2012-03-14 Thread Chris Albertson
On Wed, Mar 14, 2012 at 10:21 PM, David J Taylor
david-tay...@blueyonder.co.uk.invalid wrote:
 unruh un...@invalid.ca wrote in message
 news:wf78r.33384$kv1.26...@newsfe03.iad...
 []

 Just wanted to report here. I switched the antennae on the two Sure GPS
 I have. Both worked fine for about 4 days, and suddenly the antenna that
 had failed before failed again-- no sattelites found.
 So, I am sure it is the antenna that is failing.

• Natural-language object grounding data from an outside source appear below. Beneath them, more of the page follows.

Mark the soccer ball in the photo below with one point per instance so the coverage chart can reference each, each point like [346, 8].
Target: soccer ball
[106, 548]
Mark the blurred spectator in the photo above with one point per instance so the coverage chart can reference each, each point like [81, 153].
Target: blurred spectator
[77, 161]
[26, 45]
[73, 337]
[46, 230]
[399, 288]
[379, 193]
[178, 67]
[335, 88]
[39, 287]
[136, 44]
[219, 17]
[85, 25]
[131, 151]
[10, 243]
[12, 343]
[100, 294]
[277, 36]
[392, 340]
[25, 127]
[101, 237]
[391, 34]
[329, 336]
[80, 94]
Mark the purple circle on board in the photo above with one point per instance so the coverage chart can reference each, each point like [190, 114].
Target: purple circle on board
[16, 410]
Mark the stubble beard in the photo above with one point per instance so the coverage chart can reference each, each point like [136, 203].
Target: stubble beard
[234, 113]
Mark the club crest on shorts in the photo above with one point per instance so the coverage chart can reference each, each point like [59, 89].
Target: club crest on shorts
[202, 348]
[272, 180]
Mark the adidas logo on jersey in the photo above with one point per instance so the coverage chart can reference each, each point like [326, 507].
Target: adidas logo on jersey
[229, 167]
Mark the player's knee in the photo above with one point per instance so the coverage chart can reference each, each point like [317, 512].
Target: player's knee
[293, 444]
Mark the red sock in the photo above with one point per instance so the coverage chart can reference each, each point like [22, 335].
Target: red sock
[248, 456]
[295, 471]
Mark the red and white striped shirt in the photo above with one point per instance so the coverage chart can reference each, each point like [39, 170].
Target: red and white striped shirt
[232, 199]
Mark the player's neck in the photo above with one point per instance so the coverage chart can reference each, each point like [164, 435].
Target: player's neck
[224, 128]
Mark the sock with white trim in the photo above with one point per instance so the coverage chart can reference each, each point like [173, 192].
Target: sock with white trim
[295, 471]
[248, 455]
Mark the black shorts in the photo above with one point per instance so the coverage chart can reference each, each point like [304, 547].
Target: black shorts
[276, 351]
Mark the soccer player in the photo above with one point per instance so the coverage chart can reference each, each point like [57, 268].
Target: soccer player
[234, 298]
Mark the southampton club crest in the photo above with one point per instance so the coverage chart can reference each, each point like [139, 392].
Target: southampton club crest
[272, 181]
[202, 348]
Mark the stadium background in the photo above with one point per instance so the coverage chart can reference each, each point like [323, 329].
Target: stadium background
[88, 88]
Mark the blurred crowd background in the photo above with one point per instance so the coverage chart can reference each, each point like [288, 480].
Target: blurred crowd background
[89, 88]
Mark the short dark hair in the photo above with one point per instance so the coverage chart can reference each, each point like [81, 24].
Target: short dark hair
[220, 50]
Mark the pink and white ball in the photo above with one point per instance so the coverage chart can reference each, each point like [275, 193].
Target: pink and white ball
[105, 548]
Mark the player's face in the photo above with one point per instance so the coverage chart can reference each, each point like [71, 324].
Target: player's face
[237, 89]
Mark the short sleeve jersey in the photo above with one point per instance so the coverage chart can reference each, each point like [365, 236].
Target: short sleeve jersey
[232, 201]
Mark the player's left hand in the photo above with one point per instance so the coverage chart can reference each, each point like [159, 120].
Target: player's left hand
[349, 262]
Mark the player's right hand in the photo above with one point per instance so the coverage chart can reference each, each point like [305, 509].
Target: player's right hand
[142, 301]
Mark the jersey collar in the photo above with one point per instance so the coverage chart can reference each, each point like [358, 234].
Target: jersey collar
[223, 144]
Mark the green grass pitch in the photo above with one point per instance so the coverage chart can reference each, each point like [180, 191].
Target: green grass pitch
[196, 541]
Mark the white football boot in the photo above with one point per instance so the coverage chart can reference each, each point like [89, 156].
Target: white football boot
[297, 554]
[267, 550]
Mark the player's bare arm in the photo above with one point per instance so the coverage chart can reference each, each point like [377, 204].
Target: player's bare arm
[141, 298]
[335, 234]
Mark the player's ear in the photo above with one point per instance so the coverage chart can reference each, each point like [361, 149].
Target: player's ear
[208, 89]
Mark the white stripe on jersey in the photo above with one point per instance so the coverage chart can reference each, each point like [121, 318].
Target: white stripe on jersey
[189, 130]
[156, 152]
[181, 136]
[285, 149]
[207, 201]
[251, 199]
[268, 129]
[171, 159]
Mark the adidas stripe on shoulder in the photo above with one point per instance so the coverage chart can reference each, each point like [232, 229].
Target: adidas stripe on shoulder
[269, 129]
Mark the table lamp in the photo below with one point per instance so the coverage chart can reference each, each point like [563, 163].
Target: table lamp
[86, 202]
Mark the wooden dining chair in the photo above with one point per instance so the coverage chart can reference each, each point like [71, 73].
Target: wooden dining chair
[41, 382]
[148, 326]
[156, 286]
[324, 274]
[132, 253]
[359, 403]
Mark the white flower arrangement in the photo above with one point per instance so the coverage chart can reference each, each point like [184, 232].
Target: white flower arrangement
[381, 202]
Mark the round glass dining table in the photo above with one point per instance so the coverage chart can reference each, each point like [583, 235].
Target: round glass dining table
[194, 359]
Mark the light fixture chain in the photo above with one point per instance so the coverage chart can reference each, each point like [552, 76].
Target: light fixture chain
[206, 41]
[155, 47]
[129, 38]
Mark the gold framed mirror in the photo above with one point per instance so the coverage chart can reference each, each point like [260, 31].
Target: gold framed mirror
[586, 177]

 Sure has said that they will send me a new one, but it has not arrived
 yet.


 I've had this happen with GPS antennas from UK suppliers as well.  They are
 consumer level items, so the odd failure is not unknown.  The supplier
 replaced the item without question, although they may wanted the failed unit
 back.

Look at item 180518378555 on eBay.  These are very well built and not
expensive.   They mount to a 3/4 inch iron pipe flange with four
machine screws.

Inside the plastic radome is a helix antenna and an RF amp.   The
pointed shape keeps birds, ice and whatever off the antenna.   There
is an o-ring seal between the radome and the aluminum base plate  The
cable and it's connector can fit inside a waterproof 3/4 inch pipe.
I'd expect it to last for decades, or until struck by lightening.